目の前の銀時は自身の先端に手をかざして飛び散らないように欲を吐き出した。ふうふうと肩で息をすると手拭いで拭う。

「ちょっといい、膝ついて前の俺の肩に手置いて」

繋がったまま体勢を変えられるも、体が震えて手なんて付けない。床に膝をついて、繋がった腰を高く上げたまま床に頬を押し付けていた。

「ふぇ、…むり」

もう解放して欲しい。そう思うのに後ろから覆いかぶさってきた銀時に耳元で落とされる言葉に震えた。

「ちゃんと言われた通りにやって。やらねーと抜けなくて中に出しちまうかも」
「うわ、俺ドS」
「仕方ねーだろ、あの体勢だとマジでさっき中出ししそうだったんだよ」
「だって、***。どうする、中に出されたい?」

震える手を伸ばして目の前の銀時の着物の裾を掴んだ。

「仕方ねェな」

上半身を掴まれ銀時の手が、***の腕を肩の上に乗せる。顔を上げれば柔らかく口づけられた。
それを合図に抽挿が再開される。
ぱちゅん、ぱちゅ、ばちゅっばちゅ。

「あっ!ひっあ、ああん、あっ…やっ!」
「やじゃねーだろ、好きだろキスハメ」

触れた唇をかぷりと噛まれてちゅうと吸われる。

「こうやってされんの好きなくせに」

さわり。伸びた手が下から揺れる胸のふくらみを掴む。銀時の肩に回した腕に力が入った。

「いきそう?手伝ってやろうか」

そんな言葉と同時にきゅうと胸の中心を潰されて、どちゅりと後ろから熱に突かれる。

「んっ〜〜っ!!!」

ぎゅうと目の前の銀時に抱きついて口に舌を押し込まれて塞がれると、後ろの銀時をきつく食い締めて達した。ひくひくと痙攣して震えが収まらない。なのに攻めてくる手も熱も引いてくれなくて、収縮する奥を抉るように突かれる。

「あ、……っ、あ、だぇ、っ!やぁ…っん」

目の前がちかちかしだして酸素も足りないのに声を封じるように口づけられる。足が震えて立てた膝が崩れそうになるのを腰を掴まれると引き戻され、ばちゅぐっちゅと2、3度擦られるとずるりと抜けていった。
そのすぐ後に熱い飛沫が太腿を濡らした。



* * *



「おー!金時!まっことよかったのう!」

朝餉を持ってきてくれるのと一緒に様子を確認しに来た辰馬が銀時と部屋の入口でやり取りをしていた。

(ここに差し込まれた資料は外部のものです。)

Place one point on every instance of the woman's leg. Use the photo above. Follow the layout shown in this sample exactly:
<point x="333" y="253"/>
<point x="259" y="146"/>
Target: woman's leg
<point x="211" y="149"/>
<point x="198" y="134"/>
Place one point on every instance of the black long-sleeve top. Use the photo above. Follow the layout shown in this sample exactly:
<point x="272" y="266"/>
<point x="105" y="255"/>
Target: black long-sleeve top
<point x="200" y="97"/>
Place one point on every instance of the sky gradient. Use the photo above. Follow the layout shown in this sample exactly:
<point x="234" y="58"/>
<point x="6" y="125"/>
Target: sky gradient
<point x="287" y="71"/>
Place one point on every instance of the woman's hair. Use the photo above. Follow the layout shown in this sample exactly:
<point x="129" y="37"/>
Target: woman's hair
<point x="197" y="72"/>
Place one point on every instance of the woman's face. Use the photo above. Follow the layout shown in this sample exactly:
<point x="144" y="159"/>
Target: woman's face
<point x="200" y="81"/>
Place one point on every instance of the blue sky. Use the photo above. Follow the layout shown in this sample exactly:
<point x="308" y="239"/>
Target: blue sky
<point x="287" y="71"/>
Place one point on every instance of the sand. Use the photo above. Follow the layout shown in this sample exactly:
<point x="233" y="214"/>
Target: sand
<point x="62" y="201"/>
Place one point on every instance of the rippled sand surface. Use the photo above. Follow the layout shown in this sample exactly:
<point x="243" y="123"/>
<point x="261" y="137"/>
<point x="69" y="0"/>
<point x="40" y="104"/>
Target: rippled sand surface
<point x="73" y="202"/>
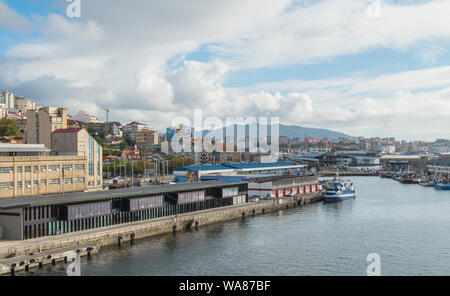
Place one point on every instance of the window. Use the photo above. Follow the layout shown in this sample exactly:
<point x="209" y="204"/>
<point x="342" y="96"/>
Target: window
<point x="6" y="170"/>
<point x="79" y="180"/>
<point x="79" y="167"/>
<point x="67" y="167"/>
<point x="53" y="168"/>
<point x="91" y="156"/>
<point x="6" y="185"/>
<point x="54" y="181"/>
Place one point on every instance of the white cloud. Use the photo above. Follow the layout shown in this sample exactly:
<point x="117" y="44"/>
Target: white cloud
<point x="116" y="55"/>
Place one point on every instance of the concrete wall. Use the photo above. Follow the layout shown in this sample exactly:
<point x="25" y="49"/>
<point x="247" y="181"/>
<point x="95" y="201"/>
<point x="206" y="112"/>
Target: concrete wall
<point x="12" y="224"/>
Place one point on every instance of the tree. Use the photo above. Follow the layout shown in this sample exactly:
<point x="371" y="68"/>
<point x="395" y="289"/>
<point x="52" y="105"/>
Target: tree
<point x="123" y="146"/>
<point x="9" y="128"/>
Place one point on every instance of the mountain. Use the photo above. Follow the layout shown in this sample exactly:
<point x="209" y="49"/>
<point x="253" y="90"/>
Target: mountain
<point x="296" y="132"/>
<point x="299" y="131"/>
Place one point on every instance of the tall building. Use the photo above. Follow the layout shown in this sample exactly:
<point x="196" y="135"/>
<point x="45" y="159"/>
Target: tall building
<point x="23" y="104"/>
<point x="41" y="123"/>
<point x="7" y="99"/>
<point x="30" y="170"/>
<point x="79" y="142"/>
<point x="146" y="141"/>
<point x="130" y="130"/>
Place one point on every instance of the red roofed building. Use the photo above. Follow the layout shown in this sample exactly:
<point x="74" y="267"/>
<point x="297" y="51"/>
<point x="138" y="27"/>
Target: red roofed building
<point x="131" y="155"/>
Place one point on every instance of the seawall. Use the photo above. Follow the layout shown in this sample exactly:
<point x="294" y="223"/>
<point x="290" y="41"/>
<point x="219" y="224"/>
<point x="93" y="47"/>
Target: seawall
<point x="119" y="234"/>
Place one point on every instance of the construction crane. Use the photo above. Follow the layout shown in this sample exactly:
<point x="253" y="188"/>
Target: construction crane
<point x="107" y="114"/>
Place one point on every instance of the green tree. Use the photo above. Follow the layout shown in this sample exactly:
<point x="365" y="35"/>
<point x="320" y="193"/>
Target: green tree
<point x="9" y="128"/>
<point x="123" y="146"/>
<point x="91" y="130"/>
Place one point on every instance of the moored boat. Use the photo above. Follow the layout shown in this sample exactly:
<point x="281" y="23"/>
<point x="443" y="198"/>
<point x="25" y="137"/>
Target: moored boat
<point x="340" y="190"/>
<point x="442" y="186"/>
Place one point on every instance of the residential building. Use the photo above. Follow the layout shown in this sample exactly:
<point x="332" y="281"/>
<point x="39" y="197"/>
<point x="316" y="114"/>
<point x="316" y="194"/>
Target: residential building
<point x="41" y="123"/>
<point x="106" y="129"/>
<point x="3" y="111"/>
<point x="22" y="104"/>
<point x="85" y="117"/>
<point x="130" y="130"/>
<point x="132" y="155"/>
<point x="80" y="143"/>
<point x="147" y="141"/>
<point x="7" y="99"/>
<point x="29" y="170"/>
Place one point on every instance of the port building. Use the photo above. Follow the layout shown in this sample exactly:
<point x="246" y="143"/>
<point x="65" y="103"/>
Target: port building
<point x="40" y="216"/>
<point x="282" y="186"/>
<point x="412" y="163"/>
<point x="205" y="172"/>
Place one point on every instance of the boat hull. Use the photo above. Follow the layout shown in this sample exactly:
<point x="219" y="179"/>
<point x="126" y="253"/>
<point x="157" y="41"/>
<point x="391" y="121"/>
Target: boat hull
<point x="442" y="186"/>
<point x="338" y="197"/>
<point x="427" y="184"/>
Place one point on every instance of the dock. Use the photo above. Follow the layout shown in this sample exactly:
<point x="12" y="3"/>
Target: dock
<point x="27" y="254"/>
<point x="39" y="259"/>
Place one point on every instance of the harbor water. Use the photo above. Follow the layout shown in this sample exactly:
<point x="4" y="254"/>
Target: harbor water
<point x="407" y="225"/>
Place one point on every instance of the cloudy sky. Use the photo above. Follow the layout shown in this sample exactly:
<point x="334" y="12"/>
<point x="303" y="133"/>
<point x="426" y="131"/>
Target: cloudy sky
<point x="339" y="64"/>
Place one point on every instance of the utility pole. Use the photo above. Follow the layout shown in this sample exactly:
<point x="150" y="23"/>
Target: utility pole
<point x="63" y="179"/>
<point x="107" y="114"/>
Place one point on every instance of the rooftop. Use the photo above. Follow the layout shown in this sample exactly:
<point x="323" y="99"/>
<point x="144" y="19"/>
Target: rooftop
<point x="71" y="198"/>
<point x="238" y="166"/>
<point x="23" y="148"/>
<point x="406" y="157"/>
<point x="276" y="178"/>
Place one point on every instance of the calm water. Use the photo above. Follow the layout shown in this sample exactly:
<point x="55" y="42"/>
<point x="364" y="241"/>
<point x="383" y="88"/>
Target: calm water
<point x="407" y="225"/>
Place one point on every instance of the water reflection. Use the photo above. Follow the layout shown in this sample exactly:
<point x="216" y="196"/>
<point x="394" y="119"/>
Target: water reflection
<point x="317" y="239"/>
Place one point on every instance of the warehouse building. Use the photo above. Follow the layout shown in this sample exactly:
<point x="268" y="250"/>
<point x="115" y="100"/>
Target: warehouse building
<point x="27" y="218"/>
<point x="200" y="172"/>
<point x="282" y="186"/>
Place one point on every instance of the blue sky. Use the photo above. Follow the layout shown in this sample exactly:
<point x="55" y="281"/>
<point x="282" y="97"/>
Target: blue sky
<point x="326" y="64"/>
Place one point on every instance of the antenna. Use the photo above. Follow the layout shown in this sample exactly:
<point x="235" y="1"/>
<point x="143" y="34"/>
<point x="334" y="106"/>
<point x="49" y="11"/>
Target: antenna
<point x="107" y="114"/>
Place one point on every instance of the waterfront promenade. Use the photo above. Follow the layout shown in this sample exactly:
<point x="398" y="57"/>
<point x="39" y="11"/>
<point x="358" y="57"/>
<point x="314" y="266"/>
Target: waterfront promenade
<point x="118" y="234"/>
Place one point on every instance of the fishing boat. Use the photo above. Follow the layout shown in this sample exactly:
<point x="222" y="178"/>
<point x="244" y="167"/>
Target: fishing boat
<point x="339" y="190"/>
<point x="425" y="181"/>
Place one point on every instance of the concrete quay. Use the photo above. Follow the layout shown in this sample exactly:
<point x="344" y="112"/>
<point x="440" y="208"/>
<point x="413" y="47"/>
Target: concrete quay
<point x="38" y="260"/>
<point x="119" y="234"/>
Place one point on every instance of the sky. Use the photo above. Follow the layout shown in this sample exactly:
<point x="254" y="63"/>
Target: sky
<point x="363" y="67"/>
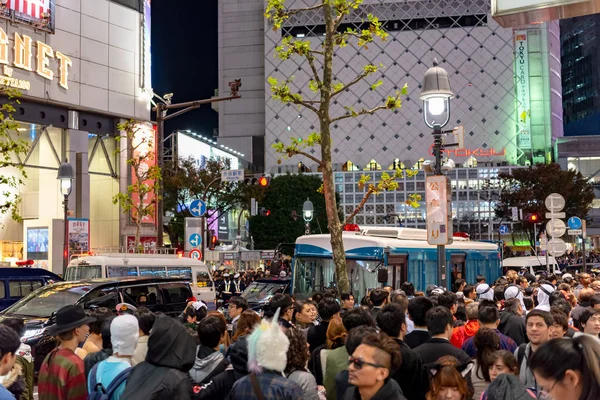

「いやまさかこうも早くに効果が切れるとは思わんかったのお」
「…まあな、俺もよくわかんねーけど」

***を抱き潰したあと、意識が飛んだ体を清めてやってから少しだけ眠りについた銀時は寝起きに2人に分裂していた時の重だるさが消えた体の軽さに驚いた。
隣を見れば腕の中に抱いた***だけで、鮮明に記憶に焼きついた情事の内容は2人分。自分が元に戻っていることに気がついた。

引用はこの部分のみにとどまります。